Climate change "is a universal issue that should be of concern to everyone, and I think that it's unfortunate that there are forces in society that turn it into a political football," he said. "That politicization has created quite a bit of stasis in terms of not dealing with a solution. I am quite certain that people of the future will judge us harshly for having been so slow to get going on this."
Balog's photography career, his quest to document glacial retreat with EIS and his work educating the public on the threats brought about by climate change are profiled in the film "Chasing Ice," produced and directed by Jeff Orlowski.
The film took top cinematography honors at the 2012 Sundance Film Festival and has been screening in theaters around the United States since early November. It follows Balog and his EIS team through harrowing weather and across jaw-dropping landscapes to install their cameras.
Life and death of rivers of ice
Along the way, the EIS crew faces setbacks that could easily have ended the project. Instead it captured never-before-seen footage of major cleaving events, in which monumental portions of glacial ice break off, rise and then fall into the Arctic waters, where, as Balog explains, they contribute to rising sea levels.
Balog's interest in the outdoors, what he describes as being "interested in nature in its grandest sense" -- began in his teens, with mountain climbing.
Those excursions led Balog to focus his photography work, first, on documenting habitat destruction around the world.
A 2005 trip to Iceland on assignment for The New Yorker, though, instigated his interest in glaciers. A National Geographic assignment came the next year and allowed him to delve into ice more thoroughly. His photos became part of a 2007 cover story -- "The Big Thaw" -- that was the most widely read issue of the magazine in the 2000s.
Despite college studies in Arctic and Alpine geomorphology -- the research of landforms and how they take shape -- Balog says he remained a skeptic of the notion that humans were driving climate change.
When he was a student, Balog says, he realized that many scientific disciplines rely on computer modeling and statistical work, something he had no interest in pursuing, which propelled him toward a career in nature photography.
As a photographer, that same apprehension toward probability and modeling fueled his reluctance about accepting the scientific consensus about climate change.
"Computer models of today are quiet good. But back then they were sketchier," he said.
His photo assignments exposed him to scientific research of ice cores and how they serve as time machines that can help scientists analyze the atmospheres of the past.
"I learned it was about historic, empirical evidence that is stored in the ancient snow and ice. That was a big breakthrough when I realized it was pragmatic, three-dimensional evidence that [scientists] could hold in their hands. Then I realized I have to do something as a photographer," he said.
Something to show future generations
Balog founded EIS in 2007. He set up 12 cameras in Greenland, five in Iceland, five in Alaska and two in Montana, all aimed at glaciers that were in fast retreat.
The cameras shot a single frame every hour as long as there was daylight.

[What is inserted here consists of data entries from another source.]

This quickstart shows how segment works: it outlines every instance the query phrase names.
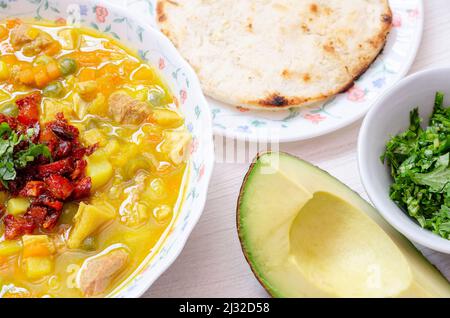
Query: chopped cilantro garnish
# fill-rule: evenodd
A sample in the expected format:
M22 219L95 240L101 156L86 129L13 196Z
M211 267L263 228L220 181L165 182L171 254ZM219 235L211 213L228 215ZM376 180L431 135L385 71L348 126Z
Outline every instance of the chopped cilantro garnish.
M26 135L16 133L7 123L0 124L0 182L8 188L8 182L15 180L17 169L23 169L39 156L51 159L50 150L44 144L34 144L30 137L34 131L29 129ZM15 151L22 141L28 142L28 148Z
M381 159L391 167L391 199L428 229L450 239L450 108L436 93L434 111L426 129L418 109L410 126L393 137Z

Balog then downloaded the files and turned the individual frames into video clips tracking changes to the size of the ice packs.
Ever since mounting those cameras, Balog and his team of scientists and photographers have been capturing what are among the most iconic images of the impact of climate change on the landscape.

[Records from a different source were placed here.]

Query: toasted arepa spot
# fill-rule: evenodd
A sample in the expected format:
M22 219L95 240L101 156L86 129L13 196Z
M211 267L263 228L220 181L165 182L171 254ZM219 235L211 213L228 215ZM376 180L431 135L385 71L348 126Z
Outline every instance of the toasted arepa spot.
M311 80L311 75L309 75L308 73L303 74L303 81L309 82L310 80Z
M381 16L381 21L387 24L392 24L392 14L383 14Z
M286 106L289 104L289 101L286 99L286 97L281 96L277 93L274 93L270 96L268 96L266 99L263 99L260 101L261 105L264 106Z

His fascination with ice is the fusing, he says, of his aesthetic sensibilities as an artist with the truth-telling responsibilities of a documentarian.

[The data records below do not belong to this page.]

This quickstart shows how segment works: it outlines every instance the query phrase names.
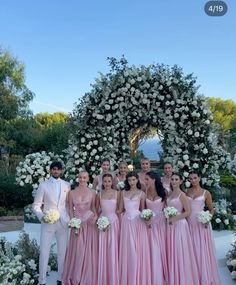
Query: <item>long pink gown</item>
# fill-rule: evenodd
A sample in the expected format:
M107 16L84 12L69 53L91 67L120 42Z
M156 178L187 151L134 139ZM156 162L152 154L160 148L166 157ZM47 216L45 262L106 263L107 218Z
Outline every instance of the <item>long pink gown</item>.
M123 191L123 193L126 191ZM140 218L141 195L125 197L121 219L119 272L122 285L151 285L147 226Z
M211 224L207 228L198 222L198 215L205 207L205 192L203 195L192 199L191 215L188 217L189 229L193 241L193 249L197 260L200 284L201 285L219 285L220 277L218 273L215 246L212 237Z
M178 214L183 212L183 205L177 198L167 198L167 206L175 207ZM169 285L200 285L197 263L193 251L188 222L180 219L167 223L167 264Z
M166 257L166 219L163 214L164 202L160 199L151 201L146 199L147 208L155 213L152 226L148 230L150 257L151 257L151 283L167 285L168 269Z
M100 199L101 216L109 219L109 228L99 232L98 285L119 285L119 219L117 199Z
M98 231L96 225L91 223L94 214L90 210L93 194L89 193L82 202L77 201L75 195L72 199L74 216L82 220L82 228L78 236L71 229L62 284L97 285Z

"I'm entranced by the beauty, by the sheer architecture of these forms. But there's also my response as a human being to this kind of place," he said.
"The ice is the canary in the global coal mine," he added, describing his compulsion to document the destruction that often remains unseen.
"At first we thought it was a three-year project. Then at three years, we thought it was five, then by year four and a half, we realized that it was infinite and we could never stop, and that is indeed what is going on. The cameras will go on and on as long as we have donors to support them."
Balog and the EIS team will mount cameras at South American glaciers next year and intend to document other sectors of that natural environment where human activity is permanently altering the landscape.
He said the video record "becomes a historical record that civilizations of the future will look back at and be able to witness and experience these things that will be gone in their time, things that we saw were passing and will be gone in the decades and centuries to come."